Jednakże inny cytowany przez agencję AP przedstawiciel sektora obronnego USA podał, że przeprowadzono analizę nowych zdjęć i porównano je z wcześniej uzyskanymi. Anonimowy informator agencji ocenił, że nowo opublikowane nie zawierają dodatkowych informacji na temat wykroczeń, jakich dopuszczano się w Abu Ghreib.
Niepublikowane dotychczas fotografie i fragmenty filmów wideo ze scenami upokarzania i dręczenia więźniów pokazała w środę australijska telewizja Special Broadcasting Service (SBS), a za nią wiele innych telewizji na całym świecie, w tym wielka amerykańska sieć telewizyjna ABC oraz telewizje w krajach arabskich, gdzie wywołały one nową falę oburzenia.

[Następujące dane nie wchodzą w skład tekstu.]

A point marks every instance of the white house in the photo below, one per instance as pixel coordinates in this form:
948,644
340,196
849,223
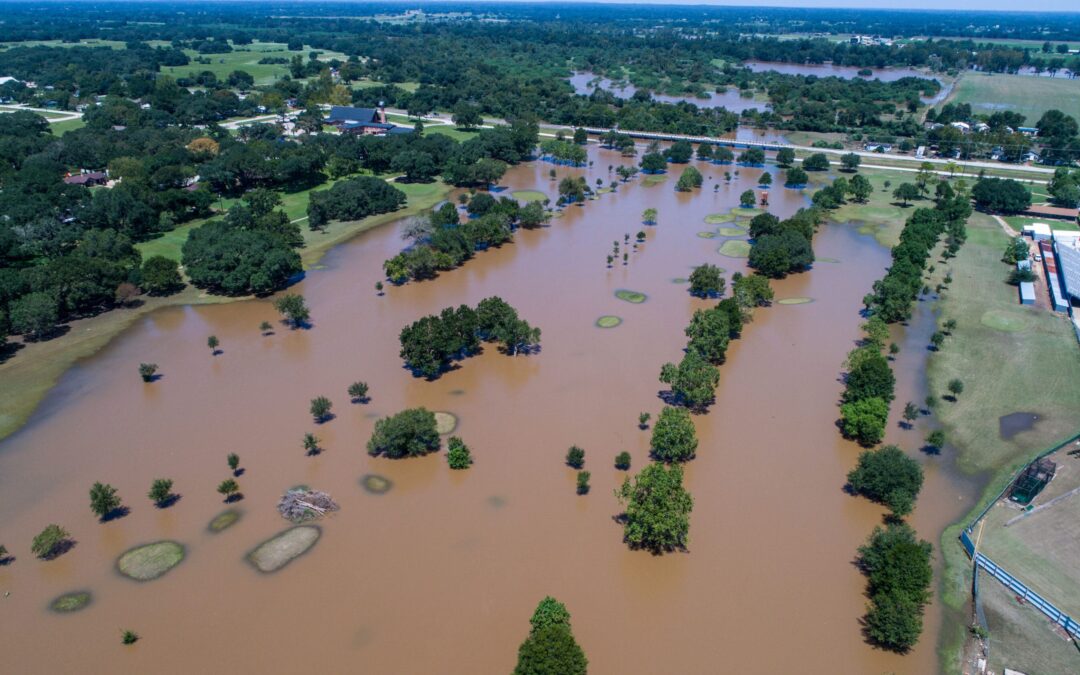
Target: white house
1038,231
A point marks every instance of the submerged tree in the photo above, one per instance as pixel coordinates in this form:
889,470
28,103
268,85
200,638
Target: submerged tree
409,433
888,476
550,649
706,281
674,439
229,488
293,309
147,372
583,482
321,408
104,500
576,457
457,455
161,491
358,391
50,541
658,509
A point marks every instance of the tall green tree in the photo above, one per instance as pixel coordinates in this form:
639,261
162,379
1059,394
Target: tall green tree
658,509
674,437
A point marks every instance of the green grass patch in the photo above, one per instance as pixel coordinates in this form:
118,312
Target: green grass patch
375,484
71,602
528,196
1017,223
151,561
275,553
1003,320
445,422
717,218
750,213
224,521
631,296
58,129
734,248
1027,95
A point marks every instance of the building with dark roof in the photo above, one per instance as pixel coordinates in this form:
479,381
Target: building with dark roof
367,121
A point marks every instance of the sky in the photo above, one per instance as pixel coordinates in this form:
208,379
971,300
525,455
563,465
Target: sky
1013,5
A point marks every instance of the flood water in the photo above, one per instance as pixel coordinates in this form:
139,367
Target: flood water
584,83
442,574
834,70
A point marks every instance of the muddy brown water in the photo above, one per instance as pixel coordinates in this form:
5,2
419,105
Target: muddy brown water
442,574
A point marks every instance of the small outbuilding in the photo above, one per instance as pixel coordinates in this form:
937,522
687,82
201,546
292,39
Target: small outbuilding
1026,293
1038,231
1031,481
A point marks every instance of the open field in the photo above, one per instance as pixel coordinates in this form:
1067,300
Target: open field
246,57
58,129
1030,96
1021,636
1042,549
1040,364
26,377
117,44
1018,221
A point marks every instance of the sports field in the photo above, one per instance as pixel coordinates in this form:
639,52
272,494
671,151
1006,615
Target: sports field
1041,547
1028,95
246,57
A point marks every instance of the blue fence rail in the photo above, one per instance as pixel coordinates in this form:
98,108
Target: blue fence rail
1017,586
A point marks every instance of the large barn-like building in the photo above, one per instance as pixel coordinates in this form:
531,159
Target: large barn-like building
367,121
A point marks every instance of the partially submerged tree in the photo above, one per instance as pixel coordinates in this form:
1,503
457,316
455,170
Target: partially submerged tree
409,433
229,488
148,372
457,454
161,493
576,457
50,542
104,500
706,281
888,476
293,309
550,649
321,408
674,439
658,509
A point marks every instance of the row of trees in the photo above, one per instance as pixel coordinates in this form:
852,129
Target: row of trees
441,241
895,293
430,345
352,200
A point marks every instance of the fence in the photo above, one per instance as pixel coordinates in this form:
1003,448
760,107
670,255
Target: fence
998,572
1017,586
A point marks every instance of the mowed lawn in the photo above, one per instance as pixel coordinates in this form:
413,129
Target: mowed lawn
1042,549
1010,358
246,57
295,204
1022,637
1028,95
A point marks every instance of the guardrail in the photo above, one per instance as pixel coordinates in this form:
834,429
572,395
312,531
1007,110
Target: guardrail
1017,586
769,145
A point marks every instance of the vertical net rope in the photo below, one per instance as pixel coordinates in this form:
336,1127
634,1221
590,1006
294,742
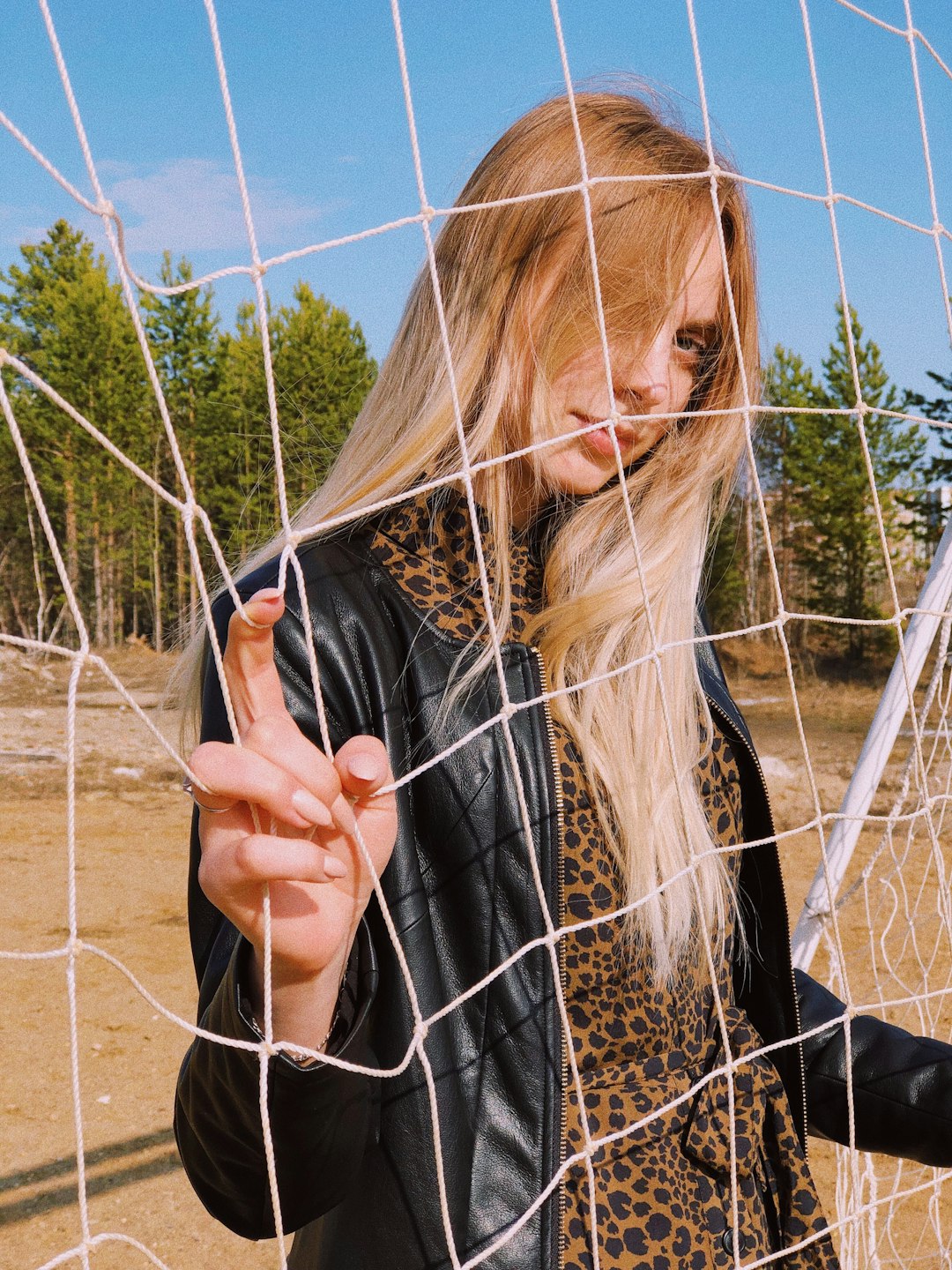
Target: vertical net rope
903,883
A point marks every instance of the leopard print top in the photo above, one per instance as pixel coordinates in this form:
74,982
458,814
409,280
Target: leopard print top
659,1189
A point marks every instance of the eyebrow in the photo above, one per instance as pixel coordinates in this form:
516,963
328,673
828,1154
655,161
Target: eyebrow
706,332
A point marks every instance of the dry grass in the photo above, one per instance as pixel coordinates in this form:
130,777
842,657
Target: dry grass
131,866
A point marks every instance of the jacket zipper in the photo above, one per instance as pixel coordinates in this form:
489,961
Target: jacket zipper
750,751
560,946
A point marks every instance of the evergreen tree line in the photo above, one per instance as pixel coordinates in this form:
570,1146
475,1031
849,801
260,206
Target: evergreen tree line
822,542
124,548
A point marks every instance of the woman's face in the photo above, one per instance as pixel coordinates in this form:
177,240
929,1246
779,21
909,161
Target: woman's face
649,380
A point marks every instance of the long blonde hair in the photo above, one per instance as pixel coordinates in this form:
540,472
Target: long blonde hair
641,732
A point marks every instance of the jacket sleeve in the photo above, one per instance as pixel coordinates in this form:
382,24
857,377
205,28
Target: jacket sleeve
902,1084
320,1117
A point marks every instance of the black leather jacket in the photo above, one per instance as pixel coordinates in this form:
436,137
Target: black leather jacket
355,1154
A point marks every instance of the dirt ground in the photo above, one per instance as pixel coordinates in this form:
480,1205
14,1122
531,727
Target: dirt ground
131,830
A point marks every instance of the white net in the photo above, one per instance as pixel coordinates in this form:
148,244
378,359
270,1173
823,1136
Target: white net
885,1213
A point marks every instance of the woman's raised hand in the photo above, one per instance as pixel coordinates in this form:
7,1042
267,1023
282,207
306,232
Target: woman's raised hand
319,883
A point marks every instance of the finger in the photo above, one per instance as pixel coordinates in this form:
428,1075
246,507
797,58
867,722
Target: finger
363,766
250,672
235,773
279,739
264,857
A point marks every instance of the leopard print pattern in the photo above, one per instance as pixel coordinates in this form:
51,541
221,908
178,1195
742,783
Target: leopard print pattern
660,1183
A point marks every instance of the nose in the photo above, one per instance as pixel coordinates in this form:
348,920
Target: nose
648,383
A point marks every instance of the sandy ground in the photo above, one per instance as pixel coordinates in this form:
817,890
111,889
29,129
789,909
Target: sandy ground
131,828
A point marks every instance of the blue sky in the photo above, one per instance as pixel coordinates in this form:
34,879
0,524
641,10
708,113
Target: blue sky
324,136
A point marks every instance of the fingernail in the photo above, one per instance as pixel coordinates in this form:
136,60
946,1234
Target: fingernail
311,808
365,767
343,814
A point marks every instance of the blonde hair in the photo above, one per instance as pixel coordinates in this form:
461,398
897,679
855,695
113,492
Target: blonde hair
518,297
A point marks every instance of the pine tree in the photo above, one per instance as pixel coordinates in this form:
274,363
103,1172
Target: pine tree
63,315
834,534
323,372
185,342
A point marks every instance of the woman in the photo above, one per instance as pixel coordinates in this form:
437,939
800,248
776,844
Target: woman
587,773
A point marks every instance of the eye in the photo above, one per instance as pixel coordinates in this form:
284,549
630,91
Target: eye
695,346
695,349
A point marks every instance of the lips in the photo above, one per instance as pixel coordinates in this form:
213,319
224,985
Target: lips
600,438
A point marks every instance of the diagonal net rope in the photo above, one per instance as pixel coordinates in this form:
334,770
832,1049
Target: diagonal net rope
904,879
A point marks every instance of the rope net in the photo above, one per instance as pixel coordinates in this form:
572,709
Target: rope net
885,1213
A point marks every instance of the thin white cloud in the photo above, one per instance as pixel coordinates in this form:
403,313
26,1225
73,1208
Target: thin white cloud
193,205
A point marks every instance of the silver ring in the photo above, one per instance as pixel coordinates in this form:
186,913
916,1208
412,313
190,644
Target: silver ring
190,790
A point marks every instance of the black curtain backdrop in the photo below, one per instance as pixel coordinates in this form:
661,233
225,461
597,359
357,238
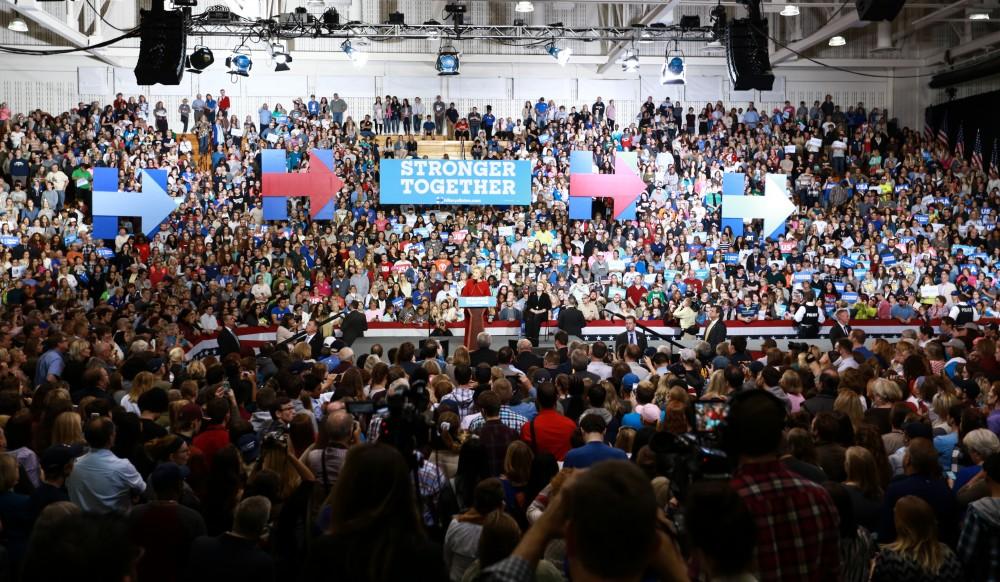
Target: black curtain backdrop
971,113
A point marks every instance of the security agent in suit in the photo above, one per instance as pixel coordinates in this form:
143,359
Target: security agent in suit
841,328
314,337
631,336
354,325
715,329
229,342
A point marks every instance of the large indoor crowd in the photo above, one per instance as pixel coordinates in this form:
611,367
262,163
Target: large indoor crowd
852,459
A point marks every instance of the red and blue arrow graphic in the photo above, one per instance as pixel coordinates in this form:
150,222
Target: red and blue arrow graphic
320,184
624,186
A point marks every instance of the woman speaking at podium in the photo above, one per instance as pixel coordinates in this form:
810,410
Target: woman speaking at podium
475,317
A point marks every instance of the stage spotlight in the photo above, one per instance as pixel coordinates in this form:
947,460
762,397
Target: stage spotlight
674,70
447,63
280,57
630,63
357,56
561,55
200,59
239,64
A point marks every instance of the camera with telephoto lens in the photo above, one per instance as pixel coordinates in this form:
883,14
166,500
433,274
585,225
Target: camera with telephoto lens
798,346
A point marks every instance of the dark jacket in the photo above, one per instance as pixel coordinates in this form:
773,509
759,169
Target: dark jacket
354,326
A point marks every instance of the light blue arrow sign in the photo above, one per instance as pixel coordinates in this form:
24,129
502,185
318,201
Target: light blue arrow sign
152,205
774,207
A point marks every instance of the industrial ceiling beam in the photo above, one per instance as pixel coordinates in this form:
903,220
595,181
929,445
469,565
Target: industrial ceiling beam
963,49
832,28
650,17
925,21
34,12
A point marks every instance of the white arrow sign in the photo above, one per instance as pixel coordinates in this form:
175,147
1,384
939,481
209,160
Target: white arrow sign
774,206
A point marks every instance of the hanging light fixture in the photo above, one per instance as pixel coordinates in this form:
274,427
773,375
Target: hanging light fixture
357,56
674,70
447,63
17,25
561,55
200,59
630,62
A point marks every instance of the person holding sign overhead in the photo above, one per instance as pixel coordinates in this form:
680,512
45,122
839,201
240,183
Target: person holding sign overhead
475,318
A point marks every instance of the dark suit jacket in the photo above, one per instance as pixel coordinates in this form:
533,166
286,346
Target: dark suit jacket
354,326
486,356
316,345
717,335
571,321
640,340
218,558
526,360
228,342
836,334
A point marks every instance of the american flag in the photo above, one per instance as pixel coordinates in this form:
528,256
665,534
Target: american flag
929,125
960,143
943,132
977,153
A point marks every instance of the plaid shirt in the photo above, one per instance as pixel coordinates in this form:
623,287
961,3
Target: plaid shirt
979,545
507,416
798,536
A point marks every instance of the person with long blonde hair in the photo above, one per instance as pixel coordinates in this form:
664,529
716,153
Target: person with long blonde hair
916,554
142,383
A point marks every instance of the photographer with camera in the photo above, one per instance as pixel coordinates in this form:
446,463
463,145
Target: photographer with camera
809,317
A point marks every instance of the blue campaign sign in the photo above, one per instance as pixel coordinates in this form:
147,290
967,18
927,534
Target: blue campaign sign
456,182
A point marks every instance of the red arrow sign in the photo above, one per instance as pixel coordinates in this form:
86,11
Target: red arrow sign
319,184
624,186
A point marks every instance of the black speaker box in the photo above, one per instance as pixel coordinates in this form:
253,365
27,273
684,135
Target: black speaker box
162,48
746,56
874,10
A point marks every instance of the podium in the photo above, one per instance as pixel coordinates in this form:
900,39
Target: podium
475,317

Autorzy nadanego przez SBS programu "Dateline" poinformowali, że zdjęcia te pochodzą z końca 2003 roku, czyli z tego samego okresu, co fotografie ujawnione wiosną 2004 roku, które ściągnęły na wojska USA gromy oburzenia z całego świata i osłabiły poparcie Amerykanów dla wojny w Iraku.
Część nowych zdjęć jest podobna do wcześniej udostępnionych, ale inne są drastyczniejsze; pokazują, jak się wydaje, nieżywych ludzi, ponadto tortury, rany, wymuszane akty seksualne i szczucie psami, szczególnie obelżywe dla Arabów.
Producent programów SBS Mike Carey powiedział, że "Dateline" uzyskał ogółem kilkaset zdjęć, część już znanych, a część nowych. Nie wyjawił, skąd je otrzymano, ale dodał, że inni dziennikarze i media również mają do nich dostęp. Powiedział też, że najbardziej drastycznych zdjęć autorzy programu postanowili nie pokazywać.
SBS poinformowała, że zdjęcia są częścią materiałów fotograficznych, których ujawnienia domaga się od rządu George'a W. Busha Amerykańska Unia Swobód Obywatelskich (ACLU).